Are Perl regexes turing complete?

2019-01-13 12:32发布

问题:

I've seen Ruby and Perl programmers do some complicated code challenges entirely with regexes. The lookahead and lookbehind capabilities in Perl regexes make them more powerful than the regex implementations in most other languages. I was wondering how powerful they really are.

Is there an easy way to either prove or disprove that Perl regexes are Turing complete?

回答1:

Excluding any kind of embedded code, such as ?{ }, they probably don't cover all of context-free, much less Turing Machines. They might, but to my knowledge, nobody has actually proven it one way or another. Given that people have been trying to solve certain context-free problems with Perl regexes for a while and haven't come up with a solution yet, it's likely that they are not context-free.

There is an interesting discussion to be had about what features are merely convenient, and which actually add power. For instance, matching 0n*1*0n (that's notation for "any number of zeros, followed by a one, followed by the same number of zeros as before") is not something that can be done with pure regexes. You can prove this can't be done with regexes using the Pumping Lemma, but the simple, informal proof is that the regex would have to count an arbitrary number of zeros, and regexes can't do counting.

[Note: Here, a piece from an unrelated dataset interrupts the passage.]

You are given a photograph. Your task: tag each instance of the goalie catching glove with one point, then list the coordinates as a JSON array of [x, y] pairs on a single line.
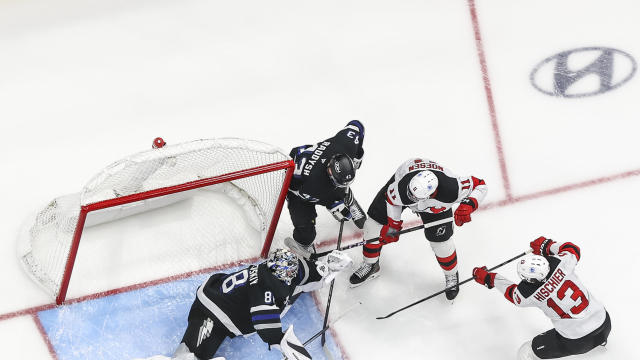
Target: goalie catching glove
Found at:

However, backreferences can match that with:

/(0*) 1 \1/x;

So that means backreferences give you more power, and are not a mere convenience. What else might give us more power, I wonder?

Also, Perl6 "patterns" (they're not even pretending they're regexes anymore) are designed to look kinda like Perl5 regexes (so you don't need to relearn much), but they have enough features added to be fully context-free. They're actually designed so you can use them to alter the way the language is parsed within a lexical scope.



回答2:

There are at least two discussions: Turing completeness and regular expressions and Are Perl patterns universal? with further references.

The consensus (to my untrained eye) seems to be that the answer is "no", but I am not sure if I understand everything correctly.



回答3:

For regexes in Perl there are two cases:

  1. With embedded code: They are of course Turing-complete.
  2. Without embedded code: They always halt so they are not general Turing machines.

Every regular language can be accepted by a finite automaton. Its input must be a finite string.

[...] a deterministic finite automaton (DFA)—also known as deterministic finite state machine—is a finite state machine that accepts/rejects finite strings of symbols [...].

The same goes for Turing machines: The formal definition does not even have input. It must be encoded in the finite number of states.

Alternative (equivalent) definitions include input, but it must be finite.